Lindy Snider, partner at Treehouse Global Ventures in Bryn Mawr, said the bigger companies are doing well.

“You have really positive news in the sector and it’s a good time to be investing in the cannabis space,” Snider said. “Brands had to go lean during the pandemic. Like all other industries, they had to take a look at their burn rates and how they could streamline their operations to last. It’s going to show that cannabis is now like a normalized industry and subject to the same market forces as the rest of the world.”

“Ancillary” stocks, of companies that provide equipment and services but don’t actually handle the plant or extracts, have been strong performers.

Supply manufacturer Scotts Miracle-Gro (SMG), hydroponics supplier GrowGeneration (GRWG), and testing giant Thermo Fisher Scientific (TMO) make regular appearances in marijuana portfolios.

Unlike “plant-touching” growers and dispensaries, most related businesses can sell and ship their goods over state lines.

Another cannabis-adjacent company with a history of strong performance is Innovative Industrial Properties Inc. (IIPR), a real estate investment trust, which buys the property occupied by a marijuana cultivator and leases it back to the grower.

Marijuana ETFs

At least 10 cannabis-focused Exchange Traded Funds are available in the U.S. Marijuana ETFs run total assets under management of about $653 million, fairly small compared with other industries. These funds — baskets of companies — hold portfolios of individual companies that invest directly in marijuana growers, retail dispensaries, equipment, testing, delivery, marketing or ancillary businesses such as fertilizer.

But marijuana ETFs are not cheap: The average expense ratio, or annual fee, totals 0.72%, according to ETF.com. That’s well above, say, an index fund charging 0.10% annually.

The largest marijuana ETF by assets under management is the ETFMG Alternative Harvest ETF (symbol: MJ) with $492 million. The best performing marijuana ETF, however, was the AdvisorShares Vice ETF, which rose 10% year to date.

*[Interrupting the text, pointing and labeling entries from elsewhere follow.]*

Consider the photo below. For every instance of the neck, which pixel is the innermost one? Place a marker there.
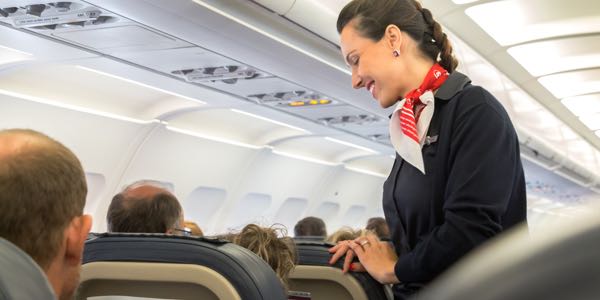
(55, 277)
(416, 72)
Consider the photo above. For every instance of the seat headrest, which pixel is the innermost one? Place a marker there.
(251, 276)
(316, 253)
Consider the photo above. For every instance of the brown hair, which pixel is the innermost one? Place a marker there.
(373, 17)
(310, 226)
(278, 252)
(157, 214)
(347, 233)
(195, 229)
(379, 226)
(342, 234)
(42, 188)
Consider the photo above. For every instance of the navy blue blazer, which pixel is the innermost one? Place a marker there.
(473, 189)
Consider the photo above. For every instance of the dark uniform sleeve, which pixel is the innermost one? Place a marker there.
(482, 167)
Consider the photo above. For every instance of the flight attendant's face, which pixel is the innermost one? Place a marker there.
(374, 65)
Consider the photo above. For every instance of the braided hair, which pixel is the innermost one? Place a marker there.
(373, 17)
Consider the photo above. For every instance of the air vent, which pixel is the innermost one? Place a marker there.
(363, 119)
(53, 15)
(380, 138)
(571, 175)
(226, 74)
(292, 99)
(540, 159)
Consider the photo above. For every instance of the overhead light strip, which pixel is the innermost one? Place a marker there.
(268, 120)
(10, 55)
(351, 145)
(282, 41)
(367, 172)
(140, 84)
(305, 158)
(76, 108)
(213, 138)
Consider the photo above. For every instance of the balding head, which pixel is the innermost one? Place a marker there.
(15, 141)
(42, 188)
(144, 207)
(42, 195)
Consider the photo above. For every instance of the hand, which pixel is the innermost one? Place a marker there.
(377, 257)
(343, 248)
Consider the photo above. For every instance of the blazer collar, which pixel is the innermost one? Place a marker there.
(455, 83)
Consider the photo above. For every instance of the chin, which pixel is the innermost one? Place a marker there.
(385, 104)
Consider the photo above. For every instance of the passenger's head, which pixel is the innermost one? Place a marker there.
(342, 234)
(378, 225)
(194, 228)
(310, 226)
(390, 45)
(145, 207)
(347, 233)
(278, 252)
(42, 195)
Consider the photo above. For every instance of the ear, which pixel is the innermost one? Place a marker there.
(76, 234)
(393, 37)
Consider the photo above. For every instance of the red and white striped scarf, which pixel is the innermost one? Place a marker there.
(407, 132)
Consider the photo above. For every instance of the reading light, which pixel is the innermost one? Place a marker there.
(35, 9)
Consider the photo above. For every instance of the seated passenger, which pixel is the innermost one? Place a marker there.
(145, 207)
(278, 252)
(194, 228)
(379, 226)
(347, 233)
(42, 225)
(310, 227)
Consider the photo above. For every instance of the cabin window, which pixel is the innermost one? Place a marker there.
(290, 212)
(202, 205)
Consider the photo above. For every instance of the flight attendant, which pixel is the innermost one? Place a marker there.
(457, 180)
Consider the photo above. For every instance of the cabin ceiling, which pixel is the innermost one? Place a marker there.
(185, 62)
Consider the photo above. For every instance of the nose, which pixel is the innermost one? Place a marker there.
(357, 81)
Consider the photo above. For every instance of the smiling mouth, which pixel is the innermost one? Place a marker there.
(371, 88)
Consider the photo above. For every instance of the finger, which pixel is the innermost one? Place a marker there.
(373, 240)
(358, 249)
(348, 261)
(339, 253)
(358, 267)
(334, 248)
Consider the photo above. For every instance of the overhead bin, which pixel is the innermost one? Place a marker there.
(279, 6)
(309, 14)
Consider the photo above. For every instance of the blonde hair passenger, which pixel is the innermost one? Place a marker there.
(271, 244)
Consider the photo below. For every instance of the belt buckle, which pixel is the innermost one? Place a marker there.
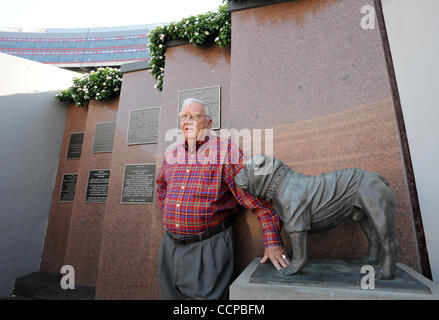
(180, 240)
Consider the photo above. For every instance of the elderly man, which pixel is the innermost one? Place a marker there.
(197, 200)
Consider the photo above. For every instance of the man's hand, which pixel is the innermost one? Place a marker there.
(277, 256)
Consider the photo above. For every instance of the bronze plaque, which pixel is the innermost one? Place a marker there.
(68, 187)
(97, 186)
(211, 96)
(75, 145)
(138, 183)
(144, 126)
(104, 137)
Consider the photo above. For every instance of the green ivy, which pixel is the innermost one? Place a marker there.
(200, 30)
(101, 85)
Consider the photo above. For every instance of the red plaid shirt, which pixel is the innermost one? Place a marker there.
(198, 191)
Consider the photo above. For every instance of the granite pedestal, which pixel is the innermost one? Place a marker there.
(329, 280)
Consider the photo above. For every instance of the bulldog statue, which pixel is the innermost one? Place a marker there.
(308, 203)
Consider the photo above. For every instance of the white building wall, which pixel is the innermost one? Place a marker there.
(31, 130)
(412, 28)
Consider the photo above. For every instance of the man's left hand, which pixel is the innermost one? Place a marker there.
(277, 256)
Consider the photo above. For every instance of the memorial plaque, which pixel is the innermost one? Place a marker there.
(138, 183)
(211, 96)
(75, 145)
(68, 187)
(104, 137)
(97, 186)
(144, 126)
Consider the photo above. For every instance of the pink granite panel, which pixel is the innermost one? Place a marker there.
(125, 268)
(84, 239)
(60, 213)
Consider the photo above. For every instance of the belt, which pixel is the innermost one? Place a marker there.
(178, 239)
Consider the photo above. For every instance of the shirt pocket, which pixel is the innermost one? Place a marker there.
(209, 183)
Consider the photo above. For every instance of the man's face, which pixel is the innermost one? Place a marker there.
(191, 126)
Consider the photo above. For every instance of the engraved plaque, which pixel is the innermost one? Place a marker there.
(104, 137)
(75, 145)
(144, 126)
(138, 183)
(97, 186)
(211, 96)
(68, 187)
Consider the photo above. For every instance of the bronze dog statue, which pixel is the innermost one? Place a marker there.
(317, 203)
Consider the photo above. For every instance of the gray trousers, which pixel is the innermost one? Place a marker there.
(201, 270)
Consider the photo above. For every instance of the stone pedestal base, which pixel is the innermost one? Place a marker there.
(329, 280)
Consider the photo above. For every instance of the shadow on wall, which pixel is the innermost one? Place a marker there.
(31, 132)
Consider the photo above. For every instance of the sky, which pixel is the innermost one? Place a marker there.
(98, 13)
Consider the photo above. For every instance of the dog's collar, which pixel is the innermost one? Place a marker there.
(276, 181)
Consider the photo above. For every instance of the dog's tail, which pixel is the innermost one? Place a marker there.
(381, 178)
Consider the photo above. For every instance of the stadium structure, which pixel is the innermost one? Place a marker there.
(80, 49)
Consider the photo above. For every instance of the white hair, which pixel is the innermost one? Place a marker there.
(189, 101)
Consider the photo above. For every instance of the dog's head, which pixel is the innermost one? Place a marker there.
(256, 175)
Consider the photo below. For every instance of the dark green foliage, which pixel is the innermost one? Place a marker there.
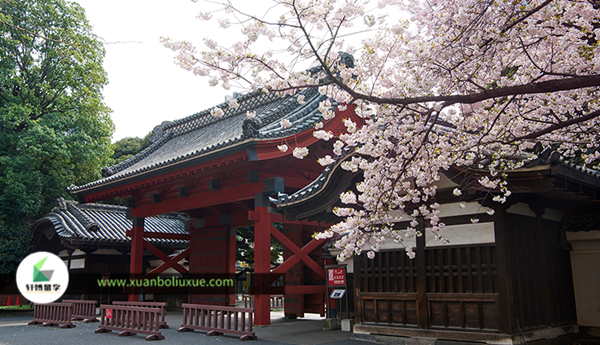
(129, 147)
(15, 244)
(55, 129)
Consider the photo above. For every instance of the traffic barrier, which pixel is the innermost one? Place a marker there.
(130, 321)
(83, 309)
(276, 302)
(218, 320)
(158, 305)
(53, 314)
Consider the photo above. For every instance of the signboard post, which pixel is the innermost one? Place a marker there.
(336, 278)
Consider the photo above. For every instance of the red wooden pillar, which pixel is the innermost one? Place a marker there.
(230, 268)
(136, 259)
(262, 264)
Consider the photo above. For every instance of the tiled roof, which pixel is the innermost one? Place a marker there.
(202, 133)
(108, 223)
(546, 158)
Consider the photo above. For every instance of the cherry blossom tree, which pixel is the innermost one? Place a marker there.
(469, 83)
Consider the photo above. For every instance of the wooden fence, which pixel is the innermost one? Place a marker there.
(158, 305)
(53, 314)
(218, 320)
(83, 310)
(130, 321)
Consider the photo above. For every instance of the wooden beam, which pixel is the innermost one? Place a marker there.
(164, 257)
(299, 254)
(161, 235)
(172, 261)
(136, 258)
(228, 194)
(305, 289)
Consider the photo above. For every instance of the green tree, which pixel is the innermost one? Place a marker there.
(129, 147)
(55, 129)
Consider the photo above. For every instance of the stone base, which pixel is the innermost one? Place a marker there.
(330, 324)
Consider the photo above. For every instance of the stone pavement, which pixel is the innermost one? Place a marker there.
(14, 330)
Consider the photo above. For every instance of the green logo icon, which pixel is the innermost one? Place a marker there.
(39, 275)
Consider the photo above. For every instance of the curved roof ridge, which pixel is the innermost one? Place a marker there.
(247, 102)
(109, 171)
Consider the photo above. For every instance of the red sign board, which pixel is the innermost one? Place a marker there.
(337, 276)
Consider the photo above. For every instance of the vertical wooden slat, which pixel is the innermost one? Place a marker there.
(479, 269)
(442, 287)
(421, 284)
(451, 271)
(403, 281)
(505, 292)
(430, 265)
(380, 274)
(446, 316)
(388, 274)
(480, 311)
(396, 264)
(488, 262)
(459, 252)
(469, 270)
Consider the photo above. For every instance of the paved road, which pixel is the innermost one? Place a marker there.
(14, 330)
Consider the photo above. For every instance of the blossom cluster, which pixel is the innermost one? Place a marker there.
(468, 83)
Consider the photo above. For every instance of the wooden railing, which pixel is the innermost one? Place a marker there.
(218, 320)
(53, 314)
(158, 305)
(83, 310)
(130, 321)
(276, 301)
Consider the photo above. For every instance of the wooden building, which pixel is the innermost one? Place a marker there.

The most-recent ETF launched is the AdvisorShares Pure US Cannabis ETF (MSOS). The issuer, AdvisorShares, already created exchange-traded funds AdvisorShares Pure Cannabis ETF (YOLO) and AdvisorShares Vice ETF (ACT). In September, the firm launched MSOS, which concentrates solely on U.S. marijuana and hemp companies, and charges an annual fee of 0.74%.

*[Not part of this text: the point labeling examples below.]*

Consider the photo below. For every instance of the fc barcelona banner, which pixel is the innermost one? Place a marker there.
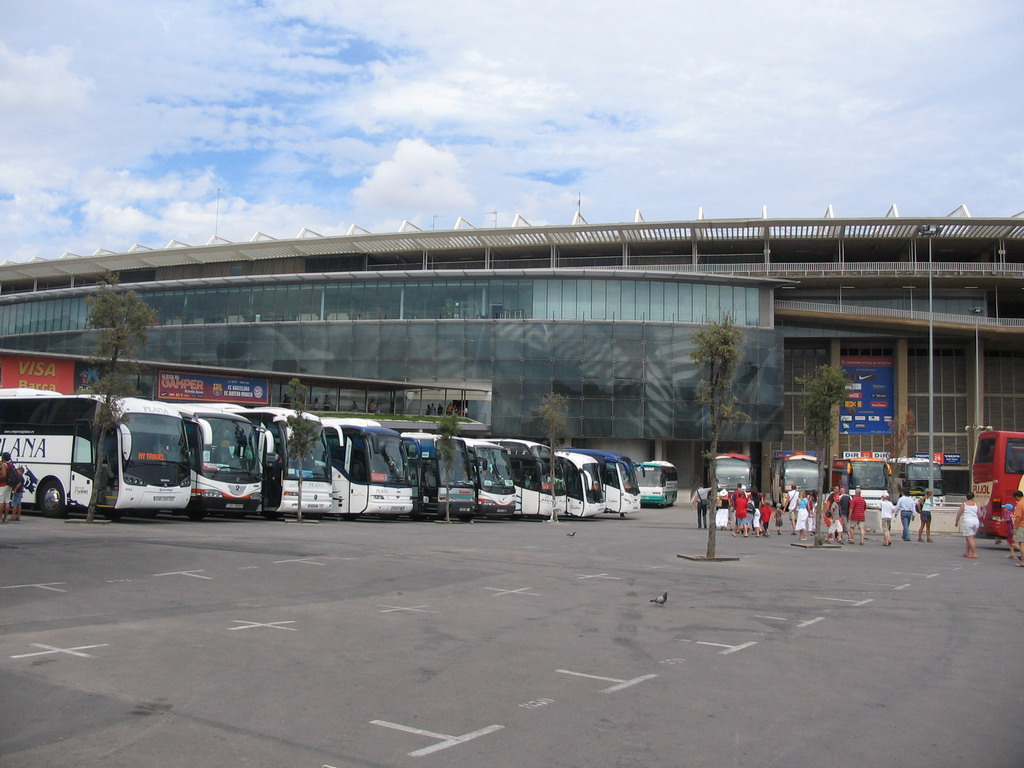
(184, 387)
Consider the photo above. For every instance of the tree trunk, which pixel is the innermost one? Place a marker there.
(713, 475)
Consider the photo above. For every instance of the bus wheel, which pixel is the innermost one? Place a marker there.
(50, 500)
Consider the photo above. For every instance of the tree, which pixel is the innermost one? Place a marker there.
(553, 414)
(824, 390)
(123, 321)
(303, 434)
(717, 354)
(448, 428)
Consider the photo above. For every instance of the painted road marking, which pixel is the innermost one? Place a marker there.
(845, 600)
(521, 591)
(270, 625)
(622, 684)
(70, 651)
(728, 648)
(446, 740)
(193, 573)
(414, 608)
(49, 586)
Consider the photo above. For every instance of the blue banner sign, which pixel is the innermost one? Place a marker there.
(869, 406)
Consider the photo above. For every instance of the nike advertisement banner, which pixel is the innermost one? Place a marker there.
(870, 400)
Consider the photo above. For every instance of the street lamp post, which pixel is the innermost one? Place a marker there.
(929, 231)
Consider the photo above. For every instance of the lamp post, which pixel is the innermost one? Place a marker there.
(929, 231)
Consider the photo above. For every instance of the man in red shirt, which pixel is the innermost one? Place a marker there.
(858, 515)
(739, 509)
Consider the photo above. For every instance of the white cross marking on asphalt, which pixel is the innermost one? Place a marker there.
(845, 600)
(49, 586)
(193, 573)
(417, 608)
(251, 625)
(69, 651)
(521, 591)
(622, 683)
(446, 740)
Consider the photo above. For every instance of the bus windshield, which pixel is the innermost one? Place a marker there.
(732, 472)
(870, 476)
(386, 460)
(156, 437)
(233, 446)
(803, 474)
(495, 469)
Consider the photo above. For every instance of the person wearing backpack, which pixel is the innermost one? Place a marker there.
(8, 477)
(17, 494)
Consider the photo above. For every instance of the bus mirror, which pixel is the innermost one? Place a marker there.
(125, 440)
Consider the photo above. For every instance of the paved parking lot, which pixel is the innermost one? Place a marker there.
(250, 643)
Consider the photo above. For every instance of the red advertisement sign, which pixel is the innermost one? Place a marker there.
(37, 373)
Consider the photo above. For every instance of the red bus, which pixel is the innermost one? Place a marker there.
(998, 471)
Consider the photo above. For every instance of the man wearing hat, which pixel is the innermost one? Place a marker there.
(1016, 540)
(5, 487)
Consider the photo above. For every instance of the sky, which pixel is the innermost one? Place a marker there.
(135, 122)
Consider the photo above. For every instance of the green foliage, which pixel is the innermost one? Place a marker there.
(448, 429)
(304, 433)
(122, 321)
(823, 391)
(717, 354)
(553, 415)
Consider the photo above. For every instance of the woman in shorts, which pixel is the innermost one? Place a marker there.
(967, 518)
(888, 513)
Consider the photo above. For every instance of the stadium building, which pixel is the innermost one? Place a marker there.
(492, 320)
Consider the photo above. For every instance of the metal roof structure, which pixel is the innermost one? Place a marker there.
(956, 226)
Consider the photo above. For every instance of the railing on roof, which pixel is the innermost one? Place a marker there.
(847, 308)
(812, 268)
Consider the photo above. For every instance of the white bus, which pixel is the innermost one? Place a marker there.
(531, 476)
(145, 458)
(372, 468)
(658, 483)
(581, 475)
(496, 495)
(622, 492)
(801, 470)
(281, 478)
(226, 460)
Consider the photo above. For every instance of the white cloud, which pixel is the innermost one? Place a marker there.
(330, 111)
(418, 178)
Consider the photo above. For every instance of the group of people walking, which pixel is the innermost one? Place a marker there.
(844, 515)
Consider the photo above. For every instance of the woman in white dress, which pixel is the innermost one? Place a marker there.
(968, 519)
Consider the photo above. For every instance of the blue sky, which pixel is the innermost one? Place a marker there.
(132, 122)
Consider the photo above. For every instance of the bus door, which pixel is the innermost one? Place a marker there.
(356, 457)
(83, 466)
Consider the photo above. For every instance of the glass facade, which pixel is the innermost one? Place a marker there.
(625, 377)
(535, 298)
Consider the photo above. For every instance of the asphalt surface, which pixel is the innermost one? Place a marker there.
(252, 643)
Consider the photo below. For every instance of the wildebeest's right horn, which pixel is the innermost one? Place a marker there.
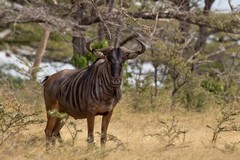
(133, 54)
(101, 53)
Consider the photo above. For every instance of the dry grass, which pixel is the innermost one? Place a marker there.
(127, 138)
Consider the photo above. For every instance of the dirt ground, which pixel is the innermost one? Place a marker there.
(133, 136)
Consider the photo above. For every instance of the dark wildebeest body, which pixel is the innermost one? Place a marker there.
(87, 93)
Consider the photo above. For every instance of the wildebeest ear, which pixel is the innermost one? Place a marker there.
(133, 54)
(130, 54)
(100, 53)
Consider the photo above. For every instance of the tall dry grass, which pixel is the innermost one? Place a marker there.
(132, 134)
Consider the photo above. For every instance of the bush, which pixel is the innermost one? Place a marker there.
(13, 119)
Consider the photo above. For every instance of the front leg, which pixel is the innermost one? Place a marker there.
(105, 121)
(90, 124)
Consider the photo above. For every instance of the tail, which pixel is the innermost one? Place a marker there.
(45, 79)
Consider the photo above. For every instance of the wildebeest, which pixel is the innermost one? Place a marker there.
(89, 92)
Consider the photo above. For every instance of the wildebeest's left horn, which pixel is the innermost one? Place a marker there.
(101, 53)
(133, 54)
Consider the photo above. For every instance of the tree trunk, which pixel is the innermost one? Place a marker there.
(203, 32)
(40, 51)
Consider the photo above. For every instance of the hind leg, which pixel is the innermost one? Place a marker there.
(51, 122)
(58, 126)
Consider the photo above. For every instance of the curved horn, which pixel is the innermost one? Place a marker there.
(98, 52)
(133, 54)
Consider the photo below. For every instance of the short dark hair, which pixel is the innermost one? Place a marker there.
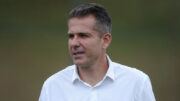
(103, 20)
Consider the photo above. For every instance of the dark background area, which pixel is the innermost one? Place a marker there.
(33, 43)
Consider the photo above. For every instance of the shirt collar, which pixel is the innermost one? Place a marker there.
(110, 72)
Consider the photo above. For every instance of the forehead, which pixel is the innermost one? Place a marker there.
(81, 23)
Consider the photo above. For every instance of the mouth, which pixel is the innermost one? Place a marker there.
(78, 53)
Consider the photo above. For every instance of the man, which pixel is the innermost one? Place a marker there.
(94, 77)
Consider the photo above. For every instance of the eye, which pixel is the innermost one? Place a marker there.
(70, 36)
(83, 35)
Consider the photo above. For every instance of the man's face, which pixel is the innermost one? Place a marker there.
(85, 44)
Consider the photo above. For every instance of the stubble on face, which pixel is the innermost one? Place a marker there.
(84, 41)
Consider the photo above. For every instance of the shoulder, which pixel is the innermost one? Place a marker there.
(61, 77)
(129, 72)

Which of these should investors look at more closely?

Over the course of 2019, many individual stock prices fell by double digits. For example, year to date, Canopy Growth (CGC) has fallen 32%, Aurora Cannabis (ACB) has sunk 52% and Tilray (TLRY) lost 74%.

All together, these factors made marijuana one of the worst-performing sectors of 2019.

It’s safer to get exposure to these volatile stocks through an ETF, rather than trying to pick winners and losers, said Toroso’s Weiskopf.

“We are big believers in thematic ETFs for purposes of targeted growth and disruption and see ETF innovation as an important part” of investing, he said.

“But why there needs to be 10 different ways to play marijuana even surprises me."